1. Promote internet freedom: The goal is to investigate potential adversaries' behaviors in privacy systems and IoT devices by leveraging advances in AI solutions and propose the defender to protect the privacy of users. Traffic analysis is a powerful technique to infer online user activities based on traffic pattern exposed to network packet sizes and timing according to the user activities such as "the user visits google.com" and "the user watches xxx video".  This style of the attack has been proved to be applicable to most secure network system including HTTPS and Tor. We apply advanced machine learning models to identify the user interaction with devices based on network traffic.

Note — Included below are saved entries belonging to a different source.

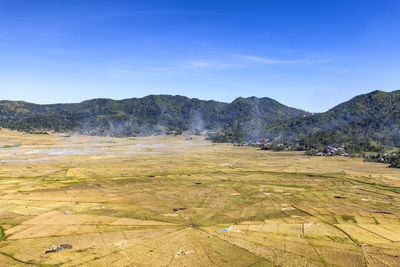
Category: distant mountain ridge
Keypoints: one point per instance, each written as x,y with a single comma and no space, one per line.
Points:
365,120
143,116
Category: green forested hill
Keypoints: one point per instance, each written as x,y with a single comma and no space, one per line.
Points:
372,116
147,115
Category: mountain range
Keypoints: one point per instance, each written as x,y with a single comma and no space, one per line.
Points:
371,119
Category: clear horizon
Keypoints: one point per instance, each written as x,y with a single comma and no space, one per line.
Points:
310,55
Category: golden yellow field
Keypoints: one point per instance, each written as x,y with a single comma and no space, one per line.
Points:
182,201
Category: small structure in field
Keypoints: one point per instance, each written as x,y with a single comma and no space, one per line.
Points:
58,248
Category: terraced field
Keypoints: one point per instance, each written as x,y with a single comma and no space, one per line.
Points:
182,201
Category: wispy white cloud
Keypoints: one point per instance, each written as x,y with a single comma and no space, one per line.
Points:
207,64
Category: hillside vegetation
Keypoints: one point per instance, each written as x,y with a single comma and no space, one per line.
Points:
153,114
367,122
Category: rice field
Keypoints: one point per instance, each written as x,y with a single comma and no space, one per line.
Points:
183,201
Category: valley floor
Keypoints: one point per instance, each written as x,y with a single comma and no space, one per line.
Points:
182,201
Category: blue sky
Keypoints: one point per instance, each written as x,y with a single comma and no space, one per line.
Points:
306,54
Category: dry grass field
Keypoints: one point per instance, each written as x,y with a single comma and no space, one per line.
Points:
182,201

[S&P 2022] DeepCoFFEA adapts the triplet network architecture as a feature extractor to enable full pairwise comparisons at a cost that is linear rather than quadratic with the number of flows. Further, by splitting flows into a small number of windows and extracting features for each window, DeepCoFFEA creates multiple semi-independent correlation tests that can be combined to amplify differences between matched pairs of flows and unmatched pairs and thereby lower the false positive rate.  

[PETS 2021] We introduce a novel attack, GANDaLF, using GANs in the semi-supervised setting, in which the generator minimizes the difference between real trace and fake trace distribution while the discriminator is trained to distinguish between real and fake samples and, further, improve classification over the labeled set, by leveraging both labeled and unlabeled traces. Because it requires only a small amount of labeled data, we investigated the applicability of this variant of GANs in the low-data setting for WF attacks. Furthermore, we evaluated GANDaLF by considering both sites’ index and non-index pages using various experimental scenarios.

[PETS 2019] We extensively explored the effectiveness of DNNs in three different applications: automated feature engineering, fingerprinting attacks, and fingerprintability prediction. As a feature extractor, lower dimensional representations learned by an AE, made state-of-the- art WF attacks more effective as well as efficient. For fingerprinting attacks, DNNs performed well across var- ious traffic datasets and different fingerprinting tasks, as well as against recent WF defenses. Lastly, we have shown that several features of a website’s HTML-level design influence its fingerprintability by DNN models, leaving the possibility for future work on WF defense using HTML features.

[PETS 2017] Keyword fingerprinting identifies search engine queries over Tor, using new feature sets focusing on incoming packets in the response portion of a search query trace. We performed feature analysis to select appropriate new features for this classification task, and analyzed the effect of several variations on the attack, including the choice of classifier, size and contents of the monitored set, the size and contents of the background training set, and the search engine and query method. Across these variations, the results show acceptable performance and suggest that new work is needed to understand how to defend against keyword fingerprinting attacks, given the importance of protecting the contents of search engine queries.

2.Build privacy-enhancing AI: AI has been provided "as a service" which employs a variety of attacks against it. Our lab aims to throughly investigate these attacks and further design the model to improve the robustness of the model against such attacks. The most well-know attack is intentionally perturbed input (x') to fool the classifier to misclassify as some target label, which is known as adversarial examples. In particular, we are interested in adversarial examples in different channel such as voice. For short-term, our goal is to generate good adversarial audio examples "over-the-air" and for the long-term, we pursue an universal adversarial audio patch (e.g., background music) to fool the voice recognition system.

3.Deepfake: Generative Adversarial Networks(GANs) can be used to impersonate people by generating realistic deepfake images and videos. Recent deepfakes are so good that a typical person can no longer distinguish between real and fake content. Cybercriminals can maliciously use these contents for financial fraud, spreading misinformation, and discrediting celebrities and politicians. In response, researchers have developed deepfake detectors by identifying object- or pixel-level artifacts created during generation. Despite this growing literature, the extent to which these techniques can detect content forgeries in the real world is still questionable.